Sushi killer, la Procura dopo i sigilli al locale: «Pesce senza tracciamento e nel congelatore niente termometro»

Sushi killer, la Procura dopo i sigilli al locale: «Pesce senza tracciamento e nel congelatore niente termometro»
di Leandro Del Gaudio
Sabato 18 Dicembre 2021, 10:43 - Ultimo agg. 29 Dicembre, 21:11
4 Minuti di Lettura

Per oltre un anno avrebbero venduto cibo ritenuto a rischio. Cibo non tracciato, di dubbia provenienza - parliamo per lo più di pesce da servire crudo - in condizioni igienico-sanitarie ritenute al limite. E non è tutto. Al netto della mancanza di tracciamento, ci sarebbe un nuovo aspetto da mettere in conto in questa maledetta storia napoletana: l'assenza di un termometro, strumento necessario quando si tratta di misurare la temperatura del food da impattare. Eccolo uno dei retroscena che hanno spinto gli inquirenti a firmare il sequestro del ristorante giapponese (ma gestito da un cittadino cinese) di via Bernini, il Sumo sushi (nella foto) nel corso di una indagine nata dalla morte di uno studente napoletano. Parliamo della morte di Luca Piscopo, il 15enne iscritto al Pansini, deceduto in circostanze che oggi - almeno secondo le prime conclusioni - sembrerebbero più chiare.
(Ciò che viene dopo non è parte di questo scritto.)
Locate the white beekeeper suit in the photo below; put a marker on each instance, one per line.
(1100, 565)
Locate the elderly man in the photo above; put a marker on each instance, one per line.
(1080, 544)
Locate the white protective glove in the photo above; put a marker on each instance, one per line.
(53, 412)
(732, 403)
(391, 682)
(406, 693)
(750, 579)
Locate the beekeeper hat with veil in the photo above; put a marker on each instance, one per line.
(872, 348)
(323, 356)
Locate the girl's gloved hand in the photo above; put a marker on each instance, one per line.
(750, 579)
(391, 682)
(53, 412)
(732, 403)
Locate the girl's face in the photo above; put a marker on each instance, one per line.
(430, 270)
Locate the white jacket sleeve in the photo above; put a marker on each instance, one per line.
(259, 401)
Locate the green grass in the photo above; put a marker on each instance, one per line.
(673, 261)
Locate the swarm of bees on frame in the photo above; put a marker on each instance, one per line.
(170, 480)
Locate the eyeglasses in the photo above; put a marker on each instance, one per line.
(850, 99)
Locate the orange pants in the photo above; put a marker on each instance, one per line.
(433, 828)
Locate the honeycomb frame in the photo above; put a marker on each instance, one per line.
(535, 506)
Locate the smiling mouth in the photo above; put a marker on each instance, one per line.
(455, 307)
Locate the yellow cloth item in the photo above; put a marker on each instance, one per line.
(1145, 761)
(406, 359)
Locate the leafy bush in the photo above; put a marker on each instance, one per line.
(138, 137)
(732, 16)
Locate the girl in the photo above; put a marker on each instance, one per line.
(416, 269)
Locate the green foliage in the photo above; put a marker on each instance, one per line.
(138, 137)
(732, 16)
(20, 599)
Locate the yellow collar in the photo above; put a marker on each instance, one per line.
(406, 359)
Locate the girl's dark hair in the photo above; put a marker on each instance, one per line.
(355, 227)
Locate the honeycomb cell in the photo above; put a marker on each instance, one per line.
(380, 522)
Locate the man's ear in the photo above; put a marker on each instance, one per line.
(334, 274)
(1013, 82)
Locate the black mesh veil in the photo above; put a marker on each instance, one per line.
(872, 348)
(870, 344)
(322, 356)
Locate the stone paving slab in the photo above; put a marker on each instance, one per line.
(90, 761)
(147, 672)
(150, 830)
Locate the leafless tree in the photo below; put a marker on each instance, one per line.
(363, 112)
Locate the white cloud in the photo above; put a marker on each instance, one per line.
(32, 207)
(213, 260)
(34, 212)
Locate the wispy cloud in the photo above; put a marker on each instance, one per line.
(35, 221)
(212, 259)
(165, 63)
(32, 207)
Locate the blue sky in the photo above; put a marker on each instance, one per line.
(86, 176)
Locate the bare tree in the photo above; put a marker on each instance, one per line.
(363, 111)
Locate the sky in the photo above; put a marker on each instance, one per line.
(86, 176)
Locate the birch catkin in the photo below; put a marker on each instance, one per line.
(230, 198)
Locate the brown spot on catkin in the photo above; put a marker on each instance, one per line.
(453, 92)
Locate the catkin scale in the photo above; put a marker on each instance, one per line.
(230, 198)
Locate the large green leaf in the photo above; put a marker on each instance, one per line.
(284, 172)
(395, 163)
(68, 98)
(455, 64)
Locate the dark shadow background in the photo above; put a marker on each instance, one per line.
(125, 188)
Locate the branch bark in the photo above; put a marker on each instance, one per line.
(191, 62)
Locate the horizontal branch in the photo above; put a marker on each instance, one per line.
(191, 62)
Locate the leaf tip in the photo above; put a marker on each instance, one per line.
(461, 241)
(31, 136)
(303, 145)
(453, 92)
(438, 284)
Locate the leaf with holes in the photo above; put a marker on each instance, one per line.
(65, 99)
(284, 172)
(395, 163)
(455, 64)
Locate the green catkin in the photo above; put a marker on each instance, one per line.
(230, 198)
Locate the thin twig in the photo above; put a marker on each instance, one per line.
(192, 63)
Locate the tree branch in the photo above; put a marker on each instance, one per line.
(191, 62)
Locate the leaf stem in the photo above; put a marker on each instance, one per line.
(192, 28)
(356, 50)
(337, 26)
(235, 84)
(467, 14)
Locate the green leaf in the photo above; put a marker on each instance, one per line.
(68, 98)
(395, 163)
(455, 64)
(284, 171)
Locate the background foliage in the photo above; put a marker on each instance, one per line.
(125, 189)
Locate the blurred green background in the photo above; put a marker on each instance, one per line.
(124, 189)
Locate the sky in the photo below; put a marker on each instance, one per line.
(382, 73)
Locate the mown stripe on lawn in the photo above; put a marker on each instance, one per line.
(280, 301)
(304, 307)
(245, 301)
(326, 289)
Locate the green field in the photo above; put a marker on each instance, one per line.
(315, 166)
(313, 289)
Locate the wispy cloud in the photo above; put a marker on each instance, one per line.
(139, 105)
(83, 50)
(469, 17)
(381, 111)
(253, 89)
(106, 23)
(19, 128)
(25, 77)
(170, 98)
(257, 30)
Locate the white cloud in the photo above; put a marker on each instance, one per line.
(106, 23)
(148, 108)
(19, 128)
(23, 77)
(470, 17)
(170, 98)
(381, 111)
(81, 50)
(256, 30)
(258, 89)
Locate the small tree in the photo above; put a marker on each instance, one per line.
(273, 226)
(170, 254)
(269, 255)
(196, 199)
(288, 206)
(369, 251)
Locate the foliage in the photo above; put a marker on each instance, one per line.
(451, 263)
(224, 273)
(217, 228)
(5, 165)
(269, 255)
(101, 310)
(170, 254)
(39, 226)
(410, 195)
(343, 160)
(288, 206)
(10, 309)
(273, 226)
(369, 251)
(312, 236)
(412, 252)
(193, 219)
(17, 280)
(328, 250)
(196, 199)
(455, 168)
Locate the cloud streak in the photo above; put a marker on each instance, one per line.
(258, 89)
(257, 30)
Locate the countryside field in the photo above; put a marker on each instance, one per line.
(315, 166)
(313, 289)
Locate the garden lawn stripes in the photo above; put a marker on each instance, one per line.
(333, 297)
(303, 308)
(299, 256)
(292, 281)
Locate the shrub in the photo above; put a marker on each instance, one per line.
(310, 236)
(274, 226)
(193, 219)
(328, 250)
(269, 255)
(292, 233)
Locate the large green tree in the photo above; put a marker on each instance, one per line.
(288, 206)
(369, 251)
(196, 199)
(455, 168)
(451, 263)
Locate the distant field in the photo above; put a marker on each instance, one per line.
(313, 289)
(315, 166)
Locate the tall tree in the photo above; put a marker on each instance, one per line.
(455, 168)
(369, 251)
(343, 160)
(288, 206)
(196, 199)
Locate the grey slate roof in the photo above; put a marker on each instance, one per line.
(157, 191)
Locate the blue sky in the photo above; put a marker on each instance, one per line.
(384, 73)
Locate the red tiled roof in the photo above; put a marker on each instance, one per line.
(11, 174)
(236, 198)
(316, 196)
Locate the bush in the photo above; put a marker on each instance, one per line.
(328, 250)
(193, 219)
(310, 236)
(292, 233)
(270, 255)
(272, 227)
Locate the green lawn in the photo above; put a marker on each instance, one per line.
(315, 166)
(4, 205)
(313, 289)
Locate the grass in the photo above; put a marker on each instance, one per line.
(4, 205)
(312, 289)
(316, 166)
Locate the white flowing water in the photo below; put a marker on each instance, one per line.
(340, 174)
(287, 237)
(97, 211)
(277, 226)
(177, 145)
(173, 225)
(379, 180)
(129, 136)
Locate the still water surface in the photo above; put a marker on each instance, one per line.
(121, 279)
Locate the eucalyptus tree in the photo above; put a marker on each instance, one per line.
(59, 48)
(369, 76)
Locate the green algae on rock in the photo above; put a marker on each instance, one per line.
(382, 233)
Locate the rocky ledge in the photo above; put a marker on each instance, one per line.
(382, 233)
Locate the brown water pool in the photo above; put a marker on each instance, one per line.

Omicidio colposo e commercio di sostanze pericolose sono le accuse mosse dai pm Federica D'Amodio e Luigi Landolfi, nel corso di una inchiesta coordinata dal procuratore aggiunto Simona Di Monte, sono due i punti che hanno spinto la Procura di Napoli a disporre i sigilli nel ristorante: da un lato un possibile nesso tra il pranzo del 23 novembre e il decesso del 2 dicembre dello studente, di fronte a una intossicazione di salmonella tifoide (salmonella entetetica); dall'altro, le condizioni igienico sanitarie che sarebbero state riscontrate nei due sopralluoghi messi a segno dai Nas nei giorni successivi al decesso di Luca.

Stando a quanto emerso finora, il cibo (pesce in particolare) era privo di tracciamento; mancava il termometro. Diversa la posizione del ristoratore cinese, che è assistito dal penalista Nunzio Giudice: le bolle di accompagnamento del cibo sarebbero attualmente nella disponibilità del commercialista; mentre lo scorso 23 novembre, a pranzo, avrebbero mangiato almeno una cinquantina di clienti. Fatto sta che non solo Luca è rimasto colpito da una infezione di salmonella. Anche due amiche hanno accusato malori, con febbre e diarrea, fortunatamente in una forma non letale.

Quindici anni, studente modella (aveva nove in Greco), profondamente appassionato di sport e del Napoli, disponibile e generoso. Così lo ricordano amici e parenti, che ora più che mai chiedono un processo giusto per individuare le dovute responsabilità.

Assistiti dalla penalista napoletana Marianna Borrelli, i genitori vivono in una sorta di limbo fatto di dolore e rimpianti: la sofferenza per il sorriso di Luca che non tornerà più, la rabbia per una morte tanto ingiusta; e la richiesta di verifiche nel circoscrivere le responsabilità individuali di questa vicenda. Sotto accusa la formula all you can eat, che consente a prezzo fisso (intorno ai 15 euro), di consumare tutto ciò che si riesce a mangiare.

Ma non è l'unico filone investigativo battuto in queste ore. Nell'ambito della stessa inchiesta, i pm hanno iscritto nel registro delle indagini anche il medico di famiglia di Luca, che sarebbe intervenuto con una terapia finalizzata a contrastare i sintomi della infezione che ha aggredito il ragazzino. Difeso dalla penalista Vittoria Pellegrino, il medico di base dovrà difendersi dall'accusa di omicidio colposo, in uno scenario che fa i conti con l'andamento ondulante dei sintomi che hanno aggredito Luca. Febbre alta e diarrea, poi - il penultimo giorno di vita - la temperatura che si avvicina ai valori normali, la speranza di una guarigione. Poi la morte. Tutto in nove giorni, quelli che hanno separato il pranzo dalla morte dello studente modello, sulla cui fine oggi in tanti chiedono giustizia.